HALIFAX -- Canada's premiers and territorial leaders have agreed to buy generic drugs together in an effort to save health care costs.

The premiers released a report Thursday that lists ways of saving money while delivering services they say will make the health system more efficient.

One of the measures they have agreed to implement is to buy three to five generic drugs in bulk.

Saskatchewan Premier Brad Wall, who co-wrote the report with Premier Robert Ghiz of Prince Edward Island, said those drugs would be identified in the fall and the provinces and territories would begin buying them next spring.

"We pay a lot more for generic drugs in Canada than, for example, in the U.S.," Wall told a news conference. "We've got to fix that."

The premiers also agreed to examine clinical practice guidelines throughout Canada to determine whether certain surgeries may be unnecessary, thereby saving the provinces and territories money, Wall said.

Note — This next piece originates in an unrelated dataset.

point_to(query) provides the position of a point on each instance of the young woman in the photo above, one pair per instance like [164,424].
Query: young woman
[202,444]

He cited the standard of care used to treat foot ulcers related to diabetes, saying if the right standard were adopted it would result in fewer hospitalizations and amputations.

Wall said the report is a response to what he characterized as Ottawa's lack of interest in improving the health care.

"The federal government stated pretty clearly by what they didn't say and what they did say that they weren't perhaps as interested in innovation as we like and the premiers very much are," he said.

Nova Scotia Premier Darrell Dexter also accused the federal government of distancing itself from efforts to improve patient care.

"The federal government decided it was going to absent itself from the decision-making around health care and the premiers at that time decided that we were going to take it upon ourselves to provide leadership in this very important area," Dexter said.

Some premiers fumed after federal Finance Minister Jim Flaherty announced a new health care funding formula late last year that would take effect in 2014.

The scheme calls for current spending levels of six per cent annually until 2017, followed by increases tied to the rate of economic growth. Those increases are expected to be about four per cent annually, but Finance Minister Jim Flaherty has said they will never drop below three per cent.

The federal government has defended the new formula as generous.